Resonance frequency versus equilibrium radius for free bubbles at increasing values of the acoustic pressure amplitude. The dotted line corresponds to the linear damped resonance frequency given by (2). The excitation is a 20-cycle acoustic pulse. The dashed lines represent results obtained in the case that the excitation is a continuous sinusoidal wave of the same amplitude.

Fig. 4

Oscillation power versus equilibrium radius for lipid-shelled bubbles insonified with a 20-cycle, 100 kPa acoustic pulse at four frequencies. Circles indicate results obtained from experimental radius-time curves. The solid lines show a polynomial interpolation for the envelopes of the experimental points.

Fig. 5

Oscillation power versus equilibrium radius for lipid-shelled bubbles insonified with a 20-cycle, 100 kPa acoustic pulse at four frequencies. Circles indicate results obtained from experimental radius-time curves. The solid lines show a polynomial interpolation for the envelopes of the experimental points.

Fig. 6

Resonance frequency versus equilibrium radius for lipid-shelled bubbles. Triangles and diamonds indicate experimental estimates following from Fig. 4 (100 kPa) and Fig. 5 (200 kPa), respectively.
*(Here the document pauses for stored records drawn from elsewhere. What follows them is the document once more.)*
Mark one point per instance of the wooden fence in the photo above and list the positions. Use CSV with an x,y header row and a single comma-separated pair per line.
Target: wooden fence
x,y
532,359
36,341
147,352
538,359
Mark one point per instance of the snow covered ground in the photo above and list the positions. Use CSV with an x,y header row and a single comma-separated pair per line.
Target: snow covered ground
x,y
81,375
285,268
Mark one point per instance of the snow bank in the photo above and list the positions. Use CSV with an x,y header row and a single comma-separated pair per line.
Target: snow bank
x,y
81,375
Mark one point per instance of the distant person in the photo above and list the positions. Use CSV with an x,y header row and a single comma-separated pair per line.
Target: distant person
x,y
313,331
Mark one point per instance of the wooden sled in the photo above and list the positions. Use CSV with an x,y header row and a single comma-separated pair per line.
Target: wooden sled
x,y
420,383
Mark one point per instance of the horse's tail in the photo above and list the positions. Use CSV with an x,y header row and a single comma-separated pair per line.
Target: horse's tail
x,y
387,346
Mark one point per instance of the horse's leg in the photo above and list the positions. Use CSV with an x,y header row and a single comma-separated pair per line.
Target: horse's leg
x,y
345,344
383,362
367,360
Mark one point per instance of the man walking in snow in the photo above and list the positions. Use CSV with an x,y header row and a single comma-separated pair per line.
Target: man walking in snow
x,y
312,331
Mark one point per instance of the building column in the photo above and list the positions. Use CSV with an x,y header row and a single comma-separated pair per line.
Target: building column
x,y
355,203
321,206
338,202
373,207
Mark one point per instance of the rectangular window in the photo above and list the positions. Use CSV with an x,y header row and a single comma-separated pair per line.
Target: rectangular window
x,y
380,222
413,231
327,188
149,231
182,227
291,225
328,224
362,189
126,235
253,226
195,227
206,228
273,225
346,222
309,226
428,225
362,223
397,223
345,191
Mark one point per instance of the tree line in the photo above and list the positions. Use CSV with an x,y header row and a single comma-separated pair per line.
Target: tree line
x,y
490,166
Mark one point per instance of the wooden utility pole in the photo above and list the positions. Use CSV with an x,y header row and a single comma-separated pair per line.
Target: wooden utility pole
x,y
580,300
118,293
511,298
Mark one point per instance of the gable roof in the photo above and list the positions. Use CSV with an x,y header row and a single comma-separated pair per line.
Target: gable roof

The F100 and F200 curves correspond to free bubbles under the same acoustic conditions. Circles indicate experimental estimates obtained by Sun et al. [8] for the linear regime.

Fig. 7

Comparison of the de Jong and the Maxwell shell models. The dJ and dJ200 curves are given by the de Jong model in the linear regime and at 200 kPa, respectively. The M and M200 curves are given by the Maxwell model in the linear regime and at 200 kPa, respectively.